Caro Massimiliano, per il popolo del centrodestra il Partito unico della libertà si era già concretizzato un anno fa alla grande manifestazione di Roma. Per questo ho accolto anch’io con entusiasmo l’operazione di Berlusconi di aprire le porte di Forza Italia e di farvi confluire sangue nuovo e nuovi valori aggiunti.

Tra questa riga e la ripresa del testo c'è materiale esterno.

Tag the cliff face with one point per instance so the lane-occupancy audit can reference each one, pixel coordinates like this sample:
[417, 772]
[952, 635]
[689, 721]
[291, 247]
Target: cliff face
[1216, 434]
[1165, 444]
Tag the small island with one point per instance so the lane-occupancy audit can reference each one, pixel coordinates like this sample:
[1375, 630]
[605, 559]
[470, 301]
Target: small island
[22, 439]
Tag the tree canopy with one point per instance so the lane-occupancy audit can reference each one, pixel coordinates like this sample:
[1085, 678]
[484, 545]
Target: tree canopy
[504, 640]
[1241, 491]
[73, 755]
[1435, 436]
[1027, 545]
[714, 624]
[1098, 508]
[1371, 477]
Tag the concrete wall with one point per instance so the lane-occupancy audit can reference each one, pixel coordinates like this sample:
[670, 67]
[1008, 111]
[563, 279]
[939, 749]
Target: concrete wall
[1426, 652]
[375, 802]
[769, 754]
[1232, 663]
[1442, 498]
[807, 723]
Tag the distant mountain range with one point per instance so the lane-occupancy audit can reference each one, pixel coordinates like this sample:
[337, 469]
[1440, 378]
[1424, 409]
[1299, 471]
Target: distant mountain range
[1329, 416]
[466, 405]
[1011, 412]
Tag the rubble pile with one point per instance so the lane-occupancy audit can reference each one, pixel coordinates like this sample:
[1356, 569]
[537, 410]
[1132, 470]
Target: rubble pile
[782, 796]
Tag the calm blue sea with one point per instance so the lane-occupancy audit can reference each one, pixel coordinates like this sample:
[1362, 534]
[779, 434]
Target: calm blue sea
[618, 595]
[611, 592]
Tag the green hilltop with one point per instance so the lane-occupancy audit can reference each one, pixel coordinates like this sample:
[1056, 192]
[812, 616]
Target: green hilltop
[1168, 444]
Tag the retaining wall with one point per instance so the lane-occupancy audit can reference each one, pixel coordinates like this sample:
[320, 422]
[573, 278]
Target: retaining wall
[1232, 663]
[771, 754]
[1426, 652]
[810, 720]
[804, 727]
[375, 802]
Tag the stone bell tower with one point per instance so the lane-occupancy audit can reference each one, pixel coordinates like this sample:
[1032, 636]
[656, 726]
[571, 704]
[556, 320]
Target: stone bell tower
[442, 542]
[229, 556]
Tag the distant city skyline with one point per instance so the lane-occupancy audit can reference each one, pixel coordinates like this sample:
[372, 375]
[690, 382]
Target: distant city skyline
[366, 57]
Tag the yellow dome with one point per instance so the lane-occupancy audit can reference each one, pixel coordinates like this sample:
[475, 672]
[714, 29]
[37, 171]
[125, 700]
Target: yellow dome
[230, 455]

Mi ha stupito invece l’indecisione di Sandro Biasotti riguardo a questo progetto: se ieri era possibilista, oggi ne prende decisamente le distanze, motivando che il suo è già un movimento radicato tra la gente. Niente di più vero, tuttavia, come più volte ho espresso la mia stima e il mio apprezzamento nei confronti di Sandro Biasotti, sentimenti che non sono mai venuti meno nel tempo, vorrei oggi rivolgermi a lui permettendomi di distoglierlo da suoi propositi. Caro governatore, Berlusconi ha creato questo grande Partito della libertà proprio per i fuoriclasse come lei, per i valori aggiunti ai quali un solo partito poteva andare stretto. Oggi c’è questa opportunità di entrare in questa nuova Casa, tutti dalla stessa porta, tutti egualmente pari grado: ecco perché non deve perdere questa occasione. Entrano tutti ed emergeranno i più meritevoli, finalmente, speriamo!
Un saluto.


Cara Brunella, lei ha ragione. Anche noi de Il Giornale sosteniamo le ragioni politiche che portano alla necessità, per il nostro Paese, di giungere a un sistema che finalmente consenta di governare l’Italia. E l’identità del singolo partito o movimento politico sarà necessariamente sacrificata (ma vedremo in che modo e in quale misura) nel progetto unitario.
Sandro Biasotti se ne renderà conto. Proprio perché come dice lei è un fuoriclasse della politica che condivide con Berlusconi la straordinaria capacità di comunicare con la gente, non deve perdere l’occasione di partecipare insieme al Cavaliere alla sua nuova straordinaria avventura politica.
Rinnegherebbe - almeno secondo noi - se stesso e la grande capacità non certo comune, di sentire, annusare quasi, l’aria che tira in città, in Liguria e in Italia.